La reconnaissance de l’Huitre de Normandie est-elle un symbole de notre reconquête économique ?

C’est un détail qui n‘en est peut-être pas un !

Le cas des huîtres de Normandie s’apparente un peu à celui des pommes de terre en Picardie et de nos produits agricoles en général, voire de l’industrie du bois dans son ensemble. Un symptôme persistant qui voit nos producteurs vendre trop leurs matières premières au lieu de rechercher à commercialiser des produits à valeur ajoutée.

C‘est vraie pour l’industrie et aussi pour nos produits agricoles. Ainsi, beaucoup de nos pommes de terre  sont vendues brutes à des groupes internationaux, qui font leurs marges ensuite en les revendant sous forme de frites surgelées ou de chips. Dans ce secteur, l’essor  notable du breton Bret‘s est un exemple à suivre.(lire Entreprendre 360). Dans l’industrie du bois, idem, nous devrions d’avantage chercher à transformer notre bois à l’instar des meubles Gautier en Vendée voire de Grange ou du prestigieux distributeur Roche & Bobois (également propriétaire de Cuir Center).

Actuellement, aucun secteur, à commencer par le secteur automobile, ne semble échapper à cette recherche de valeur ajoutée sur le segment premium.

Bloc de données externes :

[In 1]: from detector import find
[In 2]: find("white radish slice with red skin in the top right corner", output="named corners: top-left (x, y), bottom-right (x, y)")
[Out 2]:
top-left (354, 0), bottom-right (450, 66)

À une époque de mondialisation des marchés, c’est la planche de salut pour l’industrie française.

En autorisant le label Huître de Normandie, l‘Institut National de l’origine et de la qualité (INAO), tel qu’annoncé par le président de la région Normandie, le dynamique Hervé Morin, donne un coup de pouce décisif à la production des conchyliculteurs normands et à une filière économique de 320 exploitations et 3600 emplois directs.

Le président des conchyliculteurs normands, Thierry Helie installé à Saint- Vaast-la-Hougue (50), l’un des bassins les plus prestigieux, n’a pas tardé à se réjouir d’une telle reconnaissance au moment où beaucoup des 25 000 tonnes d’huîtres produites en Normandie (Saint-Vaast-la-Hougue, Utah Beach, baie des Veys, ou côte de Nacre…) sont expédiées en Charente-Maritime voire en Gironde pour être reconditionnées sous des noms prestigieux comme la fameuse Gillardeau.

En s’appuyant sur un label certifié de qualité (en attendant celui de l’IGP – indication géographique protégée- qui ne devrait intervenir qu’en 2023), les ostréiculteurs de l’huître normande vont pouvoir d’avantage commercialiser sous leur propre blason leurs huîtres qui jusqu’à présent étaient à une forte proportion rétrocédées à leurs confrères de Marennes Oléron par exemple. En garantissant origine et qualité, l’huître de Normandie va pouvoir rayonner bien au delà de Honfleur ou de Paris.

Un exemple à suivre pour l’ensemble de nos produits agricoles. Tant nos consommateurs semblent demandeurs de produits régionaux et sourcés à l’instar du Craquelin de Saint-Malo ou du Calisson d‘Aix-en-Provence.